I am in the process of building a house, which means I can say with confidence that there are about a billion decisions to make: from what kind of door hinges to install, what type of tile to use on the backsplash, to where each electrical outlet goes. Today I find myself mulling over a new topic: should I get a central vacuum system or stick with a traditional vacuum?!
When our contractor asked us if we wanted central vacuum, I began to imagine all of the beautiful crumb traps (called toe kicks, in central vac parlance) I could install all over my home—in the kitchen, bathrooms, front hall—the options seemed endless. It would seem like a miracle to have somewhere to sweep all those crumbs and just see them disappear, especially if you’ve ever met my son.
Then I started thinking about those hoses. Man, they are long and cumbersome and I would need to store them somewhere, and then drag them out every time I need to vacuum. That part does not seem ideal. As you can see, I was all over the place with this decision.

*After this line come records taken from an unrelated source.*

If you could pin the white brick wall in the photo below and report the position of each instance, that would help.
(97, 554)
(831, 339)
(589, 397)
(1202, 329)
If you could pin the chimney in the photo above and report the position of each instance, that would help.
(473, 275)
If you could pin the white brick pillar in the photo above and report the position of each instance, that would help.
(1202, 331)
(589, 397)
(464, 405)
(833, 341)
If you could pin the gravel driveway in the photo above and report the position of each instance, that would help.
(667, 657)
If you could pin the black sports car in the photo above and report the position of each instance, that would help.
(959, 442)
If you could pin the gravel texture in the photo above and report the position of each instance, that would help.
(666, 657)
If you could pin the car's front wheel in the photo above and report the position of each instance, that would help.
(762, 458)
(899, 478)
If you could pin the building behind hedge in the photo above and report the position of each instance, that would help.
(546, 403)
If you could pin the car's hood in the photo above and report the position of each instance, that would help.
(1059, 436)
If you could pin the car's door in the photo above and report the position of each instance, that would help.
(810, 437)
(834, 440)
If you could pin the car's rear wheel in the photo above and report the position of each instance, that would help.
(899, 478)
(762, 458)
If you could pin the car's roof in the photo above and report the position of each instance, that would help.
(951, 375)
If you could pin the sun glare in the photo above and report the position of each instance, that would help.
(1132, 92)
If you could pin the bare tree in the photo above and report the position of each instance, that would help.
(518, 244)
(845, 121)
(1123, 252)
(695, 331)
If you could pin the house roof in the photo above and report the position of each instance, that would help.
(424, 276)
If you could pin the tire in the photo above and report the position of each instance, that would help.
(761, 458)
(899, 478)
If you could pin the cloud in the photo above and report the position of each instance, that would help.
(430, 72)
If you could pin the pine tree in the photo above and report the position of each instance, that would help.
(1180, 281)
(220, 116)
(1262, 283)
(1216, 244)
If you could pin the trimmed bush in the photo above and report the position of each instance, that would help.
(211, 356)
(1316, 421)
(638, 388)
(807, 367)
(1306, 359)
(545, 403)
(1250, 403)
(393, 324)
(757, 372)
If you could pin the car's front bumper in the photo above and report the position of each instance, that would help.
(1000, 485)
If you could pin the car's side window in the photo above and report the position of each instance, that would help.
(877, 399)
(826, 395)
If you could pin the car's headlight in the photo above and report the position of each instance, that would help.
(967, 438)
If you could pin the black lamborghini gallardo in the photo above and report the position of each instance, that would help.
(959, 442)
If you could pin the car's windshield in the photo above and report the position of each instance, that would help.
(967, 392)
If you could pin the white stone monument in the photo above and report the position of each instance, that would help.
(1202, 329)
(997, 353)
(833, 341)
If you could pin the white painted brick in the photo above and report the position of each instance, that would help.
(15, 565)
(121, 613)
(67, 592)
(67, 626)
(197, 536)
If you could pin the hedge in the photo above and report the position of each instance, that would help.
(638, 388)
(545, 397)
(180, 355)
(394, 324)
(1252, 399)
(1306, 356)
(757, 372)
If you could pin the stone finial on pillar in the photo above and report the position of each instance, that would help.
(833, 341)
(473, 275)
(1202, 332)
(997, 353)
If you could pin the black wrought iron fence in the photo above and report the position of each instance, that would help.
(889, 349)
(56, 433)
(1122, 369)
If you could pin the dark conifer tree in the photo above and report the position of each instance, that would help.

I decided the best thing to do was to educate myself a little bit more on the technological advances of central vac, since the last time I lived in a house with a central vacuum system was about 15 years ago. Well, here’s what I’ve found out…
The Hose Problem
The hoses are still large! They extend to 30 or 40 feet, and unless you want to pay through the nose (and still potentially run into some snags) you want it to be those large ones that need to be stored, and not the retractable ones. Why so long you ask? In most homes, there are only one or two inlets on each floor for the hoses to attach to, so they have to be long enough to reach every corner of the house.
The Crumb Trap Trap
The second thing I discovered is that crumb traps can’t necessarily go wherever you want. This was pretty disappointing news. For the same reason that you can only have inlets in certain spots, the same applies to the toe kicks. The dirt needs a way to travel to the main system, so each kick means additional piping through the house to the garage, making it a big, costly, and often unfeasible job to have them in every room.
And The Verdict Is…
Despite my disappointment with the latter, and taking into consideration that I am going to have hardwood throughout the house, I decided that a central vacuum system was the way to go for us. The benefits of having cleaner air, better suction than with a canister vacuum, and getting to have that one toe kick in the kitchen, outweighed the negatives of the bulky hose. I will have a designated spot for the hose in my laundry or storage room, and when I don’t need to do a big vacuum, I will just use a dry mop or a robot vacuum.